Thursday, May 27, 2010

Design Wales at SEE Project Workshop on Design Policy Evaluation

On 10 and 11 May 2010, Design Wales and the SEE project partners met for the third SEE workshop in Florence hosted by Consorzio Casa Toscana. The theme for this workshop was Evaluating Design and Innovation Policies. SEE is network of eleven European design organisations co-financed by INTERREG IVC / ERDF.

‘If you cannot measure it, you cannot improve it.’
Lord Kelvin, Worldwide Governance Indicators brochure

We had a very intense two days discussing a topic that many design practitioners and even policy-makers do not reflect upon enough. At a time when design is gaining recognition at policy levels across Europe the question of evaluation has become vitally important.

Despite the volcanic ash, all eleven SEE partners attended the event and most were accompanied by a regional government representative although unfortunately two of the speakers’ flights were grounded. Nevertheless, the discussions addressed crucial questions such as:

‘what are the challenges in evaluating policies on design and innovation?’,
‘what information do governments require to inform policy-making?’ and
‘what lessons can be learned from our experiences as design practitioners and government representatives?’

All presentations available on the SEE project website.

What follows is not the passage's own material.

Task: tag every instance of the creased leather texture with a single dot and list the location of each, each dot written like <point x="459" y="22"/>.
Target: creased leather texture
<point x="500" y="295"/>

On the second day, the SEE partners and government representatives participated in an interactive session to discuss the ideas from the previous day and propose tools to assess and evaluate the impact of design and innovation policies. This part of the workshop was facilitated by FUTOUR using their novel Digital Mosaic tool.

Participants were invited to discuss a number of key issues relating to the workshop objectives in small groups. Each group was provided with a keyboard that allowed emerging ideas to be instantaneously visible on a large screen. The issues discussed centred on how to evaluate the impact of design-based programmes and the rationale for government support in this domain. For each issue that was discussed there was a summing up so that the groups could identify the emerging patterns, key words, insights and piggy-back off each other’s suggestions.

In the afternoon, the groups participated in a scenario building exercise designed to get everyone to reflect on how to improve current practices in evaluation. The groups had to complete six tasks: identifying a research questions, choosing a methodology, investigating indicators, collecting data, presenting arguments and disseminating results.

The findings from this workshop will be presented in the third SEE Policy Booklet due in September 2010.